Enacted in 1982, the Alternative Mortgage Parity Act, or AMTPA, is a regulation that overrides state laws preventing banks from using any mortgages except conventional fixed-rate mortgages.

This act allows the following types of mortgages:

• Adjustable-rate mortgages

• Balloon payment mortgages

• Interest-only mortgages

Regulation E: Electronic Fund Transfers Act

Enacted in 1978, the Electronic Fund Transfers Act (EFTA) protects consumers when they use electronic means (including ATM, debit card, direct deposit, electronic check conversion, internet and pay-by-phone).

Under the EFTA banks and other financial institutions must provide certain information to consumers, including:

• Procedures to follow should an unauthorized transaction take place

• Transfers that can be made and what fees are associated with them

• Notice that you must pay a fee for use of another financial institution’s ATM

The EFTA also covers regulations related to withdrawal limits, the issuing of debit cards and overdraft protection. Consumers are able to challenge transactional errors and have them corrected within 45 days.

Regulation F: Fair Debt Collection Practices Act

The Fair Debt Collection Practices Act was put in place to protect consumers from abusive practices by debt collectors.

Under the Fair Debt Collection Practices Act, all debt collectors must follow specific practices on their first contact and they cannot:

• Call a consumer before 8 a.m. or after 9 p.m. (or any time a consumer requests they do not call)

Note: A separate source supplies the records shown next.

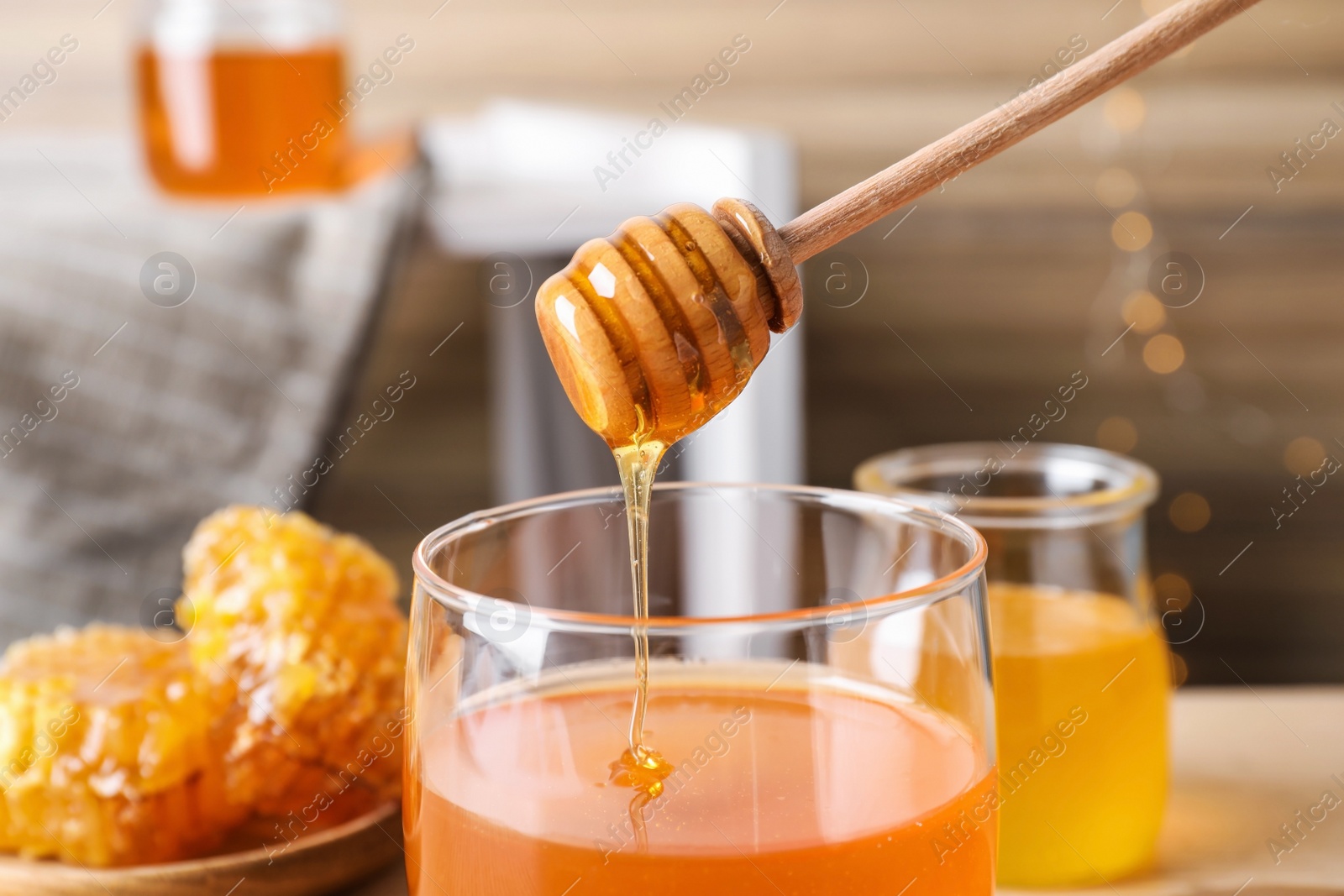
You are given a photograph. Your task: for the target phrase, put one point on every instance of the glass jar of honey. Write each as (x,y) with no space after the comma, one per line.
(242,97)
(1082,672)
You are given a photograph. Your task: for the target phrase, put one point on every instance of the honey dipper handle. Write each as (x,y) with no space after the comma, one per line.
(864,203)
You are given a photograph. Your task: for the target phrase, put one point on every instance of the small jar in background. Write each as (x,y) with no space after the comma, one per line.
(242,97)
(1082,674)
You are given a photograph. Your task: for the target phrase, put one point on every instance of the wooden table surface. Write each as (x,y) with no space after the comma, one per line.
(1243,761)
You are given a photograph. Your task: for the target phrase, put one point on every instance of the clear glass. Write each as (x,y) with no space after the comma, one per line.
(1082,674)
(244,97)
(819,684)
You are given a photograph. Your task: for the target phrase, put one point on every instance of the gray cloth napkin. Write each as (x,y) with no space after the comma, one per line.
(125,417)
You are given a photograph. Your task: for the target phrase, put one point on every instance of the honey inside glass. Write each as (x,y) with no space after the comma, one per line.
(819,688)
(1082,673)
(242,98)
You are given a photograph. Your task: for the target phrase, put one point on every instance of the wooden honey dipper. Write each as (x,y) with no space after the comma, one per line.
(660,325)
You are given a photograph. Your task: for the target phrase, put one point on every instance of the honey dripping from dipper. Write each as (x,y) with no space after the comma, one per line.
(682,305)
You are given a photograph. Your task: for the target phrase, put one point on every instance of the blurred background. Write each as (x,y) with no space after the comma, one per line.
(1176,244)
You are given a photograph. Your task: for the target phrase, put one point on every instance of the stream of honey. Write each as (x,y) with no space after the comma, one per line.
(797,790)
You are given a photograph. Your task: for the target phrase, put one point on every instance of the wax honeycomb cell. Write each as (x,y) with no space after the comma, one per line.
(302,622)
(105,750)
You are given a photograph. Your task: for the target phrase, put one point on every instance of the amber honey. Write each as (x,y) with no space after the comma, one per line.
(1082,683)
(797,792)
(244,121)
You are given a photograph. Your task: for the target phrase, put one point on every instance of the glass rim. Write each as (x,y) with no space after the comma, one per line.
(1129,485)
(467,600)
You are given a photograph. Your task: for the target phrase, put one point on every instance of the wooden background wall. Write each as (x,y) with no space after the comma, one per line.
(1000,286)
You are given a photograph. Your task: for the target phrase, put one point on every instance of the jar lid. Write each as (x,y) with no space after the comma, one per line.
(1000,485)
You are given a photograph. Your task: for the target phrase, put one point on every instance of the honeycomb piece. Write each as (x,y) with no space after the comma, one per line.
(105,752)
(302,622)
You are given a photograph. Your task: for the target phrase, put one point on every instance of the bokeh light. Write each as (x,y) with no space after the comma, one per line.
(1304,456)
(1164,354)
(1173,591)
(1126,110)
(1144,312)
(1132,231)
(1189,512)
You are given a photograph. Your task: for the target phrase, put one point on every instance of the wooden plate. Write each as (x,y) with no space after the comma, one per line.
(315,864)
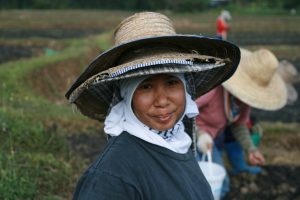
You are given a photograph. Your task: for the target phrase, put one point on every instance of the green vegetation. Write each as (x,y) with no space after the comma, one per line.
(37,160)
(252,6)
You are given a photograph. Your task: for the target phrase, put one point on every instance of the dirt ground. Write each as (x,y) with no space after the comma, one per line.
(279,180)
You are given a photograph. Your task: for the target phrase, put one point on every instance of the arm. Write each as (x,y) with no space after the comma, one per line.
(242,135)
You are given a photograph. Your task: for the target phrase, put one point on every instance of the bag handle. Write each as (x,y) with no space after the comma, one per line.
(209,161)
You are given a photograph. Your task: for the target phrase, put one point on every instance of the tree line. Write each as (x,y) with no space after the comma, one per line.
(173,5)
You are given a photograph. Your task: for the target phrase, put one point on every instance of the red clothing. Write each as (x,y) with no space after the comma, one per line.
(222,27)
(212,118)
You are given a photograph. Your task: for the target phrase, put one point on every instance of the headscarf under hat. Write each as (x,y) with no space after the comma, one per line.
(122,118)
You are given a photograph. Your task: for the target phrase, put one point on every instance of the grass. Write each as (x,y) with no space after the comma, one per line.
(36,160)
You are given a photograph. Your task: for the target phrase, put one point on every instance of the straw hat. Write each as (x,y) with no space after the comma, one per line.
(146,43)
(256,81)
(288,73)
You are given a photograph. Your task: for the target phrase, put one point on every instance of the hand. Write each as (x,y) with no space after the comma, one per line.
(256,158)
(204,143)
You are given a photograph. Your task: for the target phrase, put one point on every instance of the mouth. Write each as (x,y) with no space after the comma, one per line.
(163,118)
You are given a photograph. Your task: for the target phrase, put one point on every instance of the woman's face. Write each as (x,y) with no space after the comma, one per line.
(159,101)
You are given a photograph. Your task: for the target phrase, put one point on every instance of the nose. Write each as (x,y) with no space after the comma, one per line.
(161,97)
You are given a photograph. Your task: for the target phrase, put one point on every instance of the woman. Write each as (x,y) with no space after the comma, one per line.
(146,84)
(226,110)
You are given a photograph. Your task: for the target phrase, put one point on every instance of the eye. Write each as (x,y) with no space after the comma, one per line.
(145,86)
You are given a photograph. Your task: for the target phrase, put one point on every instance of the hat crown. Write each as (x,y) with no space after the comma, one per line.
(261,66)
(143,25)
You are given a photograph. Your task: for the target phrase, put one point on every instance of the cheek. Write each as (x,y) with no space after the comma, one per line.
(140,103)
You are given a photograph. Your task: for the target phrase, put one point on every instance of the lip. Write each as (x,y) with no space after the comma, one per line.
(163,118)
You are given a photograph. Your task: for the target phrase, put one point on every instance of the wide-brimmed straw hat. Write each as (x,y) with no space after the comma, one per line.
(288,72)
(256,81)
(146,43)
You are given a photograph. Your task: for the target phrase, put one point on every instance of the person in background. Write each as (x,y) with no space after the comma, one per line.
(234,151)
(145,86)
(289,74)
(223,24)
(257,84)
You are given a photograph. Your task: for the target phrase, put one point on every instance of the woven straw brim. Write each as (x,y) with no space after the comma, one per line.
(94,97)
(187,43)
(210,61)
(270,97)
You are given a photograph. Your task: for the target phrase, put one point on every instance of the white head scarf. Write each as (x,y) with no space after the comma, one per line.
(121,118)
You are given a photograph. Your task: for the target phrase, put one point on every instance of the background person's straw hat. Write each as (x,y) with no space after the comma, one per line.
(256,81)
(288,73)
(146,43)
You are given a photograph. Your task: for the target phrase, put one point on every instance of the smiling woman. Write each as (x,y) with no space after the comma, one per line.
(145,85)
(159,101)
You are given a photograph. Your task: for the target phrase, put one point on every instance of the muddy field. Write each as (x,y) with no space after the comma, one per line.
(280,180)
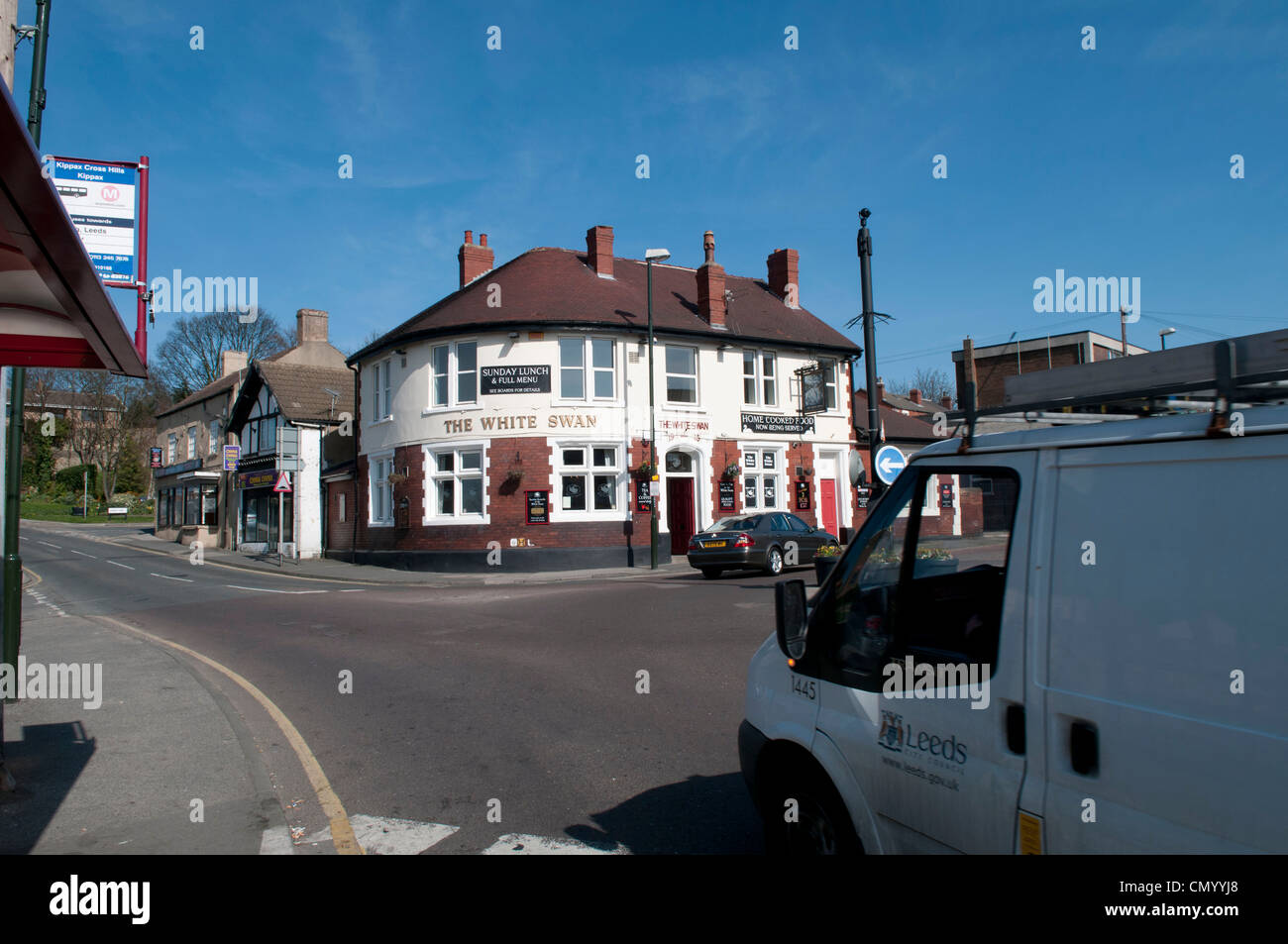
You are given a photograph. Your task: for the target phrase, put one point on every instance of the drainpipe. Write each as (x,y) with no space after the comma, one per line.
(357,416)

• Make an excessive number of phone calls

• Use profane language

• Threaten arrest or criminal prosecution

Consumers have the right to:

• Request written verification of their debts

• Request a debt collector to cease contact

• Report collections harassment and abuse

Regulation G: S.A.F.E. Mortgage Licensing Act - Registration of Residential Mortgage Load Originators

Registration G requires that all mortgage loan originators are registered and licensed.

Regulation H: S.A.F.E. Mortgage Licensing Act - State Compliance and Bureau Registration System

Developed after Regulation G, Regulation H requires all states to adopt minimum uniform standards for the licensing and registration of mortgage loan originators.

Regulation J: Interstate Land Sales Full Disclosure Act

Enacted in 1968, the Interstate Full Disclosure Act protects consumers from fraud in the sale or lease of land by regulating all interstate land sales.

This act requires sellers of 100 or more lots or condominium units to register their land and provide all purchasers with a Property Report.

Regulation K: Purchasers' Revocation Rights, Sales Practices and Standards Act

Related to the Interstate Land Sales Full Disclosure Act, the Purchasers' Revocation Rights, Sales Practices and Standards Act applies to land developers and their agents.

This act covers:

• Revocation rights of purchasers

• Sales practices and standards

• Advertising disclaimers

• Misrepresentation and fraud

Regulation L: Special Rules of Practice

Related to the Interstate Land Sales Full Disclosure Act, the Special Rules of Practice governs the procedures that allow land developers to obtain pre-filing assistance.

Regulation M: Consumer Leasing Act

Enacted in 1976, the Consumer Leasing Act protects the rights of lessees who sign a personal property lease for a term of four months or more.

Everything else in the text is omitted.